Ed Walters... was ordered to
'handle' Hartwell. 'I'll never forget sitting in the local Guardian's Office the
day I brought Ernie in,' said Walters. 'These two young kids who've never met
Hubbard are sitting there and they obviously think that Hartwell's a liar. One
of them says, "You don't know what you're talking about. You say you
actually met Ron Hubbard..." Ernie says, "Yeah, I was
with him down in the desert." "Well, if you met him," says the GO
guy, "how would you describe him?" I knew that what he meant was how
did Hubbard look, but Ernie says, "How would I describe him? I'd describe
him as fucking nuts."
'My heart was pumping. No one talks like that about LRH. The GO people were
stunned. To them it proved that Ernie was a liar. I said, "Well, Ernie, you
don't really mean that he's nuts, do you?" He says,
"Yeah!" So I asked him to give me an example, hoping to tone it down a
bit. "Are you kidding?" He says. "One day we get there and he's
playing director with all these kids following him around. He starts screaming
at the wall, he says there's supposed to be shelves there and why aren't there
shelves there. So one of his people turns to me and says put some shelves there.
So I say OK, I need a hammer, nails and wood. Then this fucking kid just says to
me make it go right." 'To tell someone "make it go right" was typical Scientology-speak.

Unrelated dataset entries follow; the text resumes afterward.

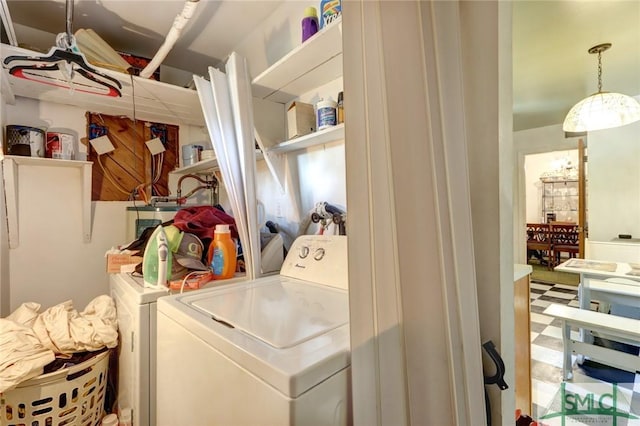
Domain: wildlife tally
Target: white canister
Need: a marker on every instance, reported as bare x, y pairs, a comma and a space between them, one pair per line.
25, 140
326, 113
60, 145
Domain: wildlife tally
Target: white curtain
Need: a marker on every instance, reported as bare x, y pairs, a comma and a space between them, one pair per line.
228, 111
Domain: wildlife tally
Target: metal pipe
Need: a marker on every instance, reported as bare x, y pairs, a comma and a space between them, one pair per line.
69, 22
179, 23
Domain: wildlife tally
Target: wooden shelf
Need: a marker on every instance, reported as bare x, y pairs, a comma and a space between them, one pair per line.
313, 63
321, 137
151, 100
12, 163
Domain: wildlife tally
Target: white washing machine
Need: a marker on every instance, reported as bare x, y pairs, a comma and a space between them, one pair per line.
272, 351
136, 311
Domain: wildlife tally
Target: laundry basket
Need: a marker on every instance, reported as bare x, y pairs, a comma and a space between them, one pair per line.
72, 396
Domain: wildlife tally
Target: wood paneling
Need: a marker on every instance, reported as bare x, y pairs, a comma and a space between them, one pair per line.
117, 174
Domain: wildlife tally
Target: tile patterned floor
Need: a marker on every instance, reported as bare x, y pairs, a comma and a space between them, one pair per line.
546, 359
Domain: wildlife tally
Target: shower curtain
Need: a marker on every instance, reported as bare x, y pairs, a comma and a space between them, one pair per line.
227, 105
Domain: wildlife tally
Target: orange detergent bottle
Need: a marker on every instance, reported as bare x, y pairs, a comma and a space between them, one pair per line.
222, 254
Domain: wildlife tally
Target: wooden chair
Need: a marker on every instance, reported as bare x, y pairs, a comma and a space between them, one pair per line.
565, 239
539, 239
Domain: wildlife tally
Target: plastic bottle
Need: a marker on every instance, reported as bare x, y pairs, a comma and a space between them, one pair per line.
222, 254
125, 417
309, 23
330, 10
326, 114
340, 108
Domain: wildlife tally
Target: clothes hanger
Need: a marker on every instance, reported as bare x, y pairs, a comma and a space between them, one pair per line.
61, 66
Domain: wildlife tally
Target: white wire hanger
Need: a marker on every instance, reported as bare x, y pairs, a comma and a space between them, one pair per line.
64, 66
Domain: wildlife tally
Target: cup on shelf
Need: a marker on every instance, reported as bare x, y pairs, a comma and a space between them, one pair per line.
207, 154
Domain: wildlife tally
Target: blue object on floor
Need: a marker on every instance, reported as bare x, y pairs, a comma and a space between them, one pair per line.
607, 373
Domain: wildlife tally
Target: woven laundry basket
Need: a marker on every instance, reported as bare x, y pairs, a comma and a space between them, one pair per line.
71, 396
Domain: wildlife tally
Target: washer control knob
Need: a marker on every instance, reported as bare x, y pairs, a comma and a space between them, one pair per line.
319, 254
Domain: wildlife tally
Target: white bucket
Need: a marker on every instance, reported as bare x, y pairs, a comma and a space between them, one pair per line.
60, 145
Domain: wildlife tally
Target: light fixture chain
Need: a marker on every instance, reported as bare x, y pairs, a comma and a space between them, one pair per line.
599, 71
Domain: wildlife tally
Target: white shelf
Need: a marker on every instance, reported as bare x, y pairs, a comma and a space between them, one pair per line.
315, 62
151, 100
12, 164
321, 137
50, 162
203, 166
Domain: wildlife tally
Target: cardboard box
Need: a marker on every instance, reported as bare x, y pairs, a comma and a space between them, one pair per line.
301, 120
117, 263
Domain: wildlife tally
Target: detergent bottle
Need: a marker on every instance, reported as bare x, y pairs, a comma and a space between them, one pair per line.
156, 262
309, 23
330, 10
222, 254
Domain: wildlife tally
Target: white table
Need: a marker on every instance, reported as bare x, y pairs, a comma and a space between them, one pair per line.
619, 272
607, 282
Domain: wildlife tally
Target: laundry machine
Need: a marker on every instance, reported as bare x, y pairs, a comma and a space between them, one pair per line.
136, 313
270, 351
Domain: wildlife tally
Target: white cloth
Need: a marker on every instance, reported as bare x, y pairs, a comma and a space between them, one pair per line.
30, 340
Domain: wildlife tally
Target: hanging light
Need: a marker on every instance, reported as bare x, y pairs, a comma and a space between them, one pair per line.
602, 110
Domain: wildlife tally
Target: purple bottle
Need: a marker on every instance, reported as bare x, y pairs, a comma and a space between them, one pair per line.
309, 23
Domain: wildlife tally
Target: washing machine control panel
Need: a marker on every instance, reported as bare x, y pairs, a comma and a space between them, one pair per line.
321, 259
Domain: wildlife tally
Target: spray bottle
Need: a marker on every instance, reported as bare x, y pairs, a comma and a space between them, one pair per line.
156, 263
222, 253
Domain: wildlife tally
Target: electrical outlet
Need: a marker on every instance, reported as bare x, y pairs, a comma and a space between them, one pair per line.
102, 145
155, 146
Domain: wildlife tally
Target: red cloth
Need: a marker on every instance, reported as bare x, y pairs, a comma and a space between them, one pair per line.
202, 220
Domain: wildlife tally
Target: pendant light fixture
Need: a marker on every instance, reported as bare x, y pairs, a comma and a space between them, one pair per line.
602, 110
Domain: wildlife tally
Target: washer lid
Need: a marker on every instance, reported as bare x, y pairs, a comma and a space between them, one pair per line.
282, 312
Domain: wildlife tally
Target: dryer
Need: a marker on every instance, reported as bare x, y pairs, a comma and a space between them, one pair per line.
272, 351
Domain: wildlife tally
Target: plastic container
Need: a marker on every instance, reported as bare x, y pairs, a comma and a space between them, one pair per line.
25, 140
309, 23
60, 145
330, 10
125, 417
326, 114
59, 397
222, 254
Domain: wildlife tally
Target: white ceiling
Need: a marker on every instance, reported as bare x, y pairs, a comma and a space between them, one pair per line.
551, 67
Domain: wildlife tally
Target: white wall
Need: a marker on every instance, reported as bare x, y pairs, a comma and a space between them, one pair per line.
314, 174
614, 183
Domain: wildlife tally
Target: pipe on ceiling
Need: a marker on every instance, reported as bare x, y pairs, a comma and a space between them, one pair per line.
179, 23
5, 16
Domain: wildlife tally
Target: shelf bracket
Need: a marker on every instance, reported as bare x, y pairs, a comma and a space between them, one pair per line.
11, 196
11, 166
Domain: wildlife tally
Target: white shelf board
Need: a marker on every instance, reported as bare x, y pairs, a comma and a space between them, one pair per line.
313, 63
51, 162
321, 137
150, 100
205, 166
12, 164
202, 166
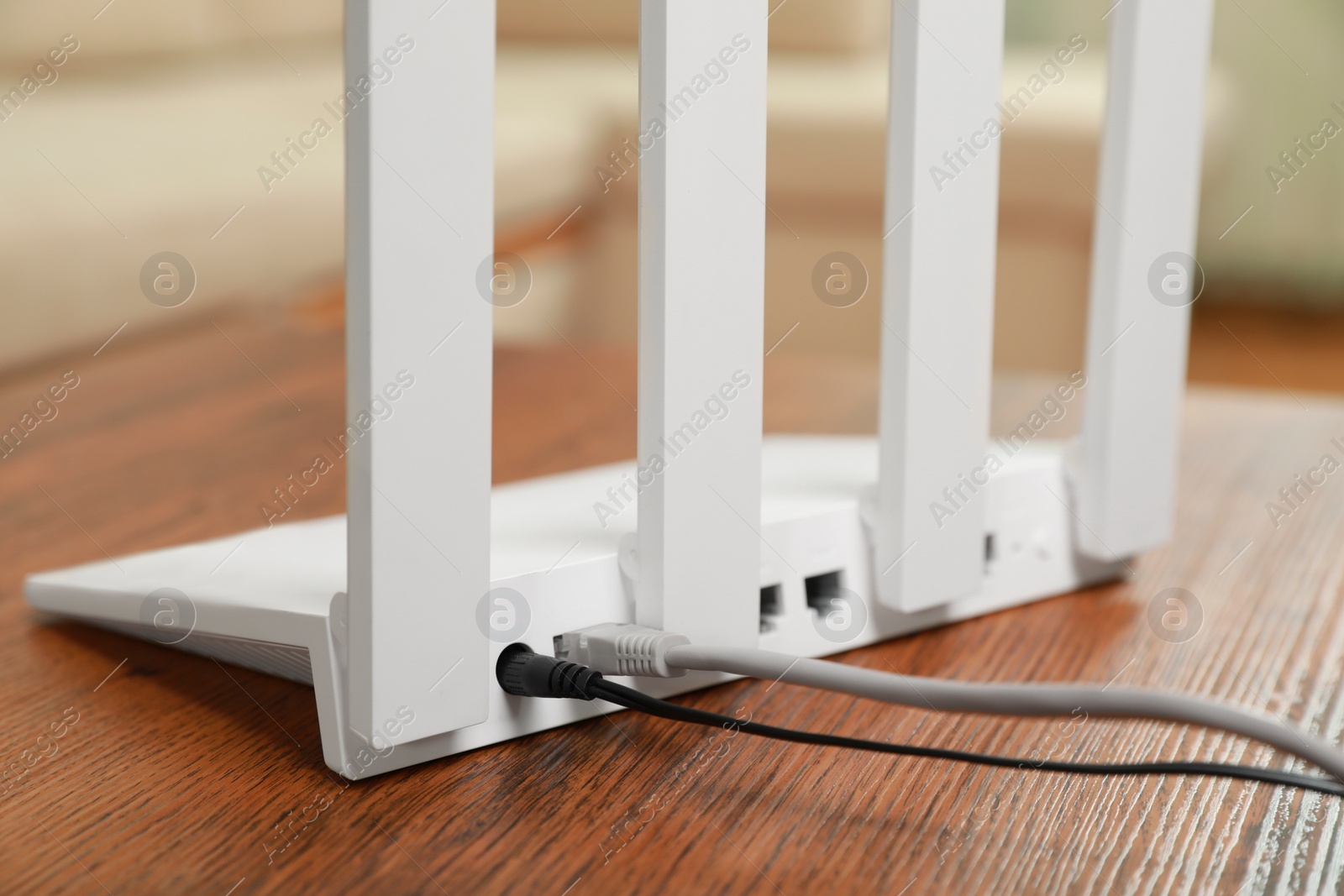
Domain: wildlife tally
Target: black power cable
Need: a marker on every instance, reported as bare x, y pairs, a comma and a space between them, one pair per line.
526, 673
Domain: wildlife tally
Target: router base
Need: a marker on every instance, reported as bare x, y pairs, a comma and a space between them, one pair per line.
273, 600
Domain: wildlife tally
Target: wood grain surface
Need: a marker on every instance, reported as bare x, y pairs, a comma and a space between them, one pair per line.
171, 774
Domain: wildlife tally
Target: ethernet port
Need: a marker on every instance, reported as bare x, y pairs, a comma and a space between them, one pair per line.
772, 607
822, 589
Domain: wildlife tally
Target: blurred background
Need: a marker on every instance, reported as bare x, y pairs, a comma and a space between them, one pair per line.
152, 132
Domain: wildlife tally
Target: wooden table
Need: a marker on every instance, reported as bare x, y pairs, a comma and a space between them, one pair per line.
178, 768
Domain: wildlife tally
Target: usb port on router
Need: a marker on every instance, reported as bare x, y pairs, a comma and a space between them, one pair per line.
772, 607
820, 589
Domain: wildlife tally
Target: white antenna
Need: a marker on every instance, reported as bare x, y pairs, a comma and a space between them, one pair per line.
1144, 277
420, 228
938, 298
702, 311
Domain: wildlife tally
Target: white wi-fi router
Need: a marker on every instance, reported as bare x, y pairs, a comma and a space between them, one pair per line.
396, 611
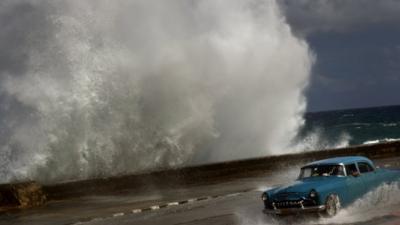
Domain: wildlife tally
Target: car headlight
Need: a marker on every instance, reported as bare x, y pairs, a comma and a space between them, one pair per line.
264, 197
313, 194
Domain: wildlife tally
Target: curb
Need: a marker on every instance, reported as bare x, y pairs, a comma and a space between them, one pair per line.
158, 207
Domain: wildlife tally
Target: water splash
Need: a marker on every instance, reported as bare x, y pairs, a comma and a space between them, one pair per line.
377, 203
113, 87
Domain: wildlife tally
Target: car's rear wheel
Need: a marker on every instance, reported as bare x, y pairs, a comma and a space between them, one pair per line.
332, 205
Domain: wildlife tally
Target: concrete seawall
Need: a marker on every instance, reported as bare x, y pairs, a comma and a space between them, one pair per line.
17, 195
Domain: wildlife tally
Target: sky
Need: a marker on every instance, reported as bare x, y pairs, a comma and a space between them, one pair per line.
357, 49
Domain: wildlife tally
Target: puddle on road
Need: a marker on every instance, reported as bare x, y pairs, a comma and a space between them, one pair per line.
378, 203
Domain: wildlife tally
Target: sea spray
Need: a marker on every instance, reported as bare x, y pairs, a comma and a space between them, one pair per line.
99, 88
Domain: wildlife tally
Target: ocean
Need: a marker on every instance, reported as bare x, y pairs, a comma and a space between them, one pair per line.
341, 128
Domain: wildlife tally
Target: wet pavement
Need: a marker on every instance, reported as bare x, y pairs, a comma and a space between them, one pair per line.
234, 202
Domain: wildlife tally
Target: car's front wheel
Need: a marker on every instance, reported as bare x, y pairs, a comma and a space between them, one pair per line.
332, 205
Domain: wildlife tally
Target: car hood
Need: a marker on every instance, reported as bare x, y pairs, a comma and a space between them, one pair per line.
305, 185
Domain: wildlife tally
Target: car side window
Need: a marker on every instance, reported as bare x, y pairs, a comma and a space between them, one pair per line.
351, 169
365, 167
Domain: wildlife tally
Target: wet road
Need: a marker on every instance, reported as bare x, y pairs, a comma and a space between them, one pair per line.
235, 202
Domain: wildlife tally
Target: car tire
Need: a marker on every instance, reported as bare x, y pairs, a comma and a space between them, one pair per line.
332, 205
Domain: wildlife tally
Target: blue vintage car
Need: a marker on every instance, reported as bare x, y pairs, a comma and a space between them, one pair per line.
327, 185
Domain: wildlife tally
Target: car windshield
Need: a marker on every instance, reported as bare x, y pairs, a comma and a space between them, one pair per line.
321, 170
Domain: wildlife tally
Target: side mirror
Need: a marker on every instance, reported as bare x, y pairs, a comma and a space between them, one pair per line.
355, 174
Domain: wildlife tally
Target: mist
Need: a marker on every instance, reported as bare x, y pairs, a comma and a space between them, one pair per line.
101, 88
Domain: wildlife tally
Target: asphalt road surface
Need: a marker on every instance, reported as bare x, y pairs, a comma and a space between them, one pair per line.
236, 202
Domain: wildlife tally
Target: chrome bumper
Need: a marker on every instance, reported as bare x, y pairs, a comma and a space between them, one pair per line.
284, 211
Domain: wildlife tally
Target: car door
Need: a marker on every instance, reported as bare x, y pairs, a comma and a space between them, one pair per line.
354, 182
367, 175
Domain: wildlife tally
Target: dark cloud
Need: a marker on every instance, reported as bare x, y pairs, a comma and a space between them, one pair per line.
309, 16
356, 69
23, 25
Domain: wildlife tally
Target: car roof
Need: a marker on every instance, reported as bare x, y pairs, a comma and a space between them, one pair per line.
339, 160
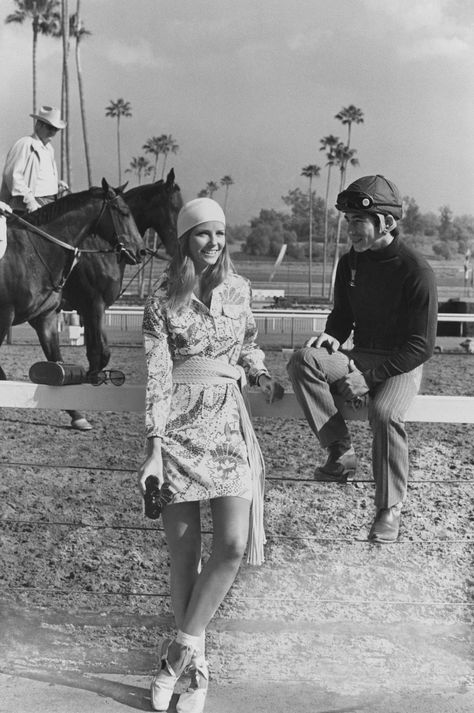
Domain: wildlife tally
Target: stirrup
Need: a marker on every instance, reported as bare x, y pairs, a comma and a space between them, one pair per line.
163, 684
194, 697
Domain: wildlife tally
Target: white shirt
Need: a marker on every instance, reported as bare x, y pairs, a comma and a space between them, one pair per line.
30, 170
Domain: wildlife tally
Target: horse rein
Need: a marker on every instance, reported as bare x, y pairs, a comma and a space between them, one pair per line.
118, 247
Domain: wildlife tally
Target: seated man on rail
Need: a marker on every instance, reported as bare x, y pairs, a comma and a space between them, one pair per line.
386, 293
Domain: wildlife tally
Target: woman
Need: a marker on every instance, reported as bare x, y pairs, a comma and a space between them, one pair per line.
198, 330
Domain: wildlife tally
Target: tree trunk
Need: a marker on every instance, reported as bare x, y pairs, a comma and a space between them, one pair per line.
165, 156
67, 136
326, 235
118, 149
35, 43
310, 272
338, 235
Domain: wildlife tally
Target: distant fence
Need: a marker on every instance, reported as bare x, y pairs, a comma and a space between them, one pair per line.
268, 321
277, 328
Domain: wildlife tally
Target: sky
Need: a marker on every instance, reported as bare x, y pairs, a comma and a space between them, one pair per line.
249, 88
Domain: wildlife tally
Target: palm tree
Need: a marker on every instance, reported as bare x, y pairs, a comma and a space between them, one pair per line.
328, 144
211, 188
45, 19
116, 109
344, 156
311, 171
141, 166
154, 146
169, 145
350, 115
227, 182
65, 135
78, 31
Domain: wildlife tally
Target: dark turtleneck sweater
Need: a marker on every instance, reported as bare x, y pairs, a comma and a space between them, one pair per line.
389, 298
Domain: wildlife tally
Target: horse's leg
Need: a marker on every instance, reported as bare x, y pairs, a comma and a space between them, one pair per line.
6, 319
46, 327
98, 352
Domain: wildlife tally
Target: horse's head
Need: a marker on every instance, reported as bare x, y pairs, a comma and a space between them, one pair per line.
115, 223
156, 205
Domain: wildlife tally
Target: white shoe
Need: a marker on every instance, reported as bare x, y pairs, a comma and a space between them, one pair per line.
194, 697
162, 685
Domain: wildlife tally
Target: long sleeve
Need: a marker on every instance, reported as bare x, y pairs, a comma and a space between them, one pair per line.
159, 367
252, 357
18, 174
418, 346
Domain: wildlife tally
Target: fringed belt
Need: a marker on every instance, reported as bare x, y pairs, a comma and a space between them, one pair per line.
199, 370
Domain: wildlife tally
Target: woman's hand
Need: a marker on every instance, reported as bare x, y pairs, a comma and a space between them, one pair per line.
272, 389
152, 465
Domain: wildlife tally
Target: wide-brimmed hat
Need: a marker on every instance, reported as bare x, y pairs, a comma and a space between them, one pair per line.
50, 115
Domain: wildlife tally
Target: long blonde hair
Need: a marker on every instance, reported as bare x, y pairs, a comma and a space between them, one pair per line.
182, 275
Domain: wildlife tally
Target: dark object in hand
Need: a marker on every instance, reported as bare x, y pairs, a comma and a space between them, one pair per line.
156, 497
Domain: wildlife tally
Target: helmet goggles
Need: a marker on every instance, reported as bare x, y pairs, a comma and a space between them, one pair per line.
358, 200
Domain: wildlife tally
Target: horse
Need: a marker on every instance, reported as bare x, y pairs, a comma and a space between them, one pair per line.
95, 282
42, 250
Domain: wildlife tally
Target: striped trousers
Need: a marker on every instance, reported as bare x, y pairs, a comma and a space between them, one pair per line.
315, 373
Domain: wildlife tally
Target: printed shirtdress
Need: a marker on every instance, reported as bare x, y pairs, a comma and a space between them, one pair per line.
203, 449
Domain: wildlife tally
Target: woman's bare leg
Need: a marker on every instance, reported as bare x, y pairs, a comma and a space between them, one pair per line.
182, 524
230, 517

I knew then that he was telling the truth.'
Walters liked Ernie Hartwell and tried, over the next couple of days, to
dissuade him from carrying out his threats. 'Next thing that happens,' he said,
'was that the GO sent some people to tell me to stay out of it. They were going
to handle Hartwell. They were not going to allow Hubbard to be exposed by this
man and they insinuated they would destroy him if they had to. Ernie was just a
troubled old guy off the street who should never have been in Scientology in the
first place. How could they think of destroying someone like that? Something
just went off inside me.'
Walters began telephoning his closest friends in Scientology, among them Art
Maren, to tell them he was thinking of getting out. Maren rushed to Las Vegas
and begged Ed to re-consider. It dawned on Walters, with a sense of deep shock,
that his friend Artie was frightened. Next day Walters went to the FBI. (Miller:
"Bare-faced Messiah", pg. 360/61)

LRH fled from Olive Tree Ranch... Kima and Mike Douglas were again chosen to go with him.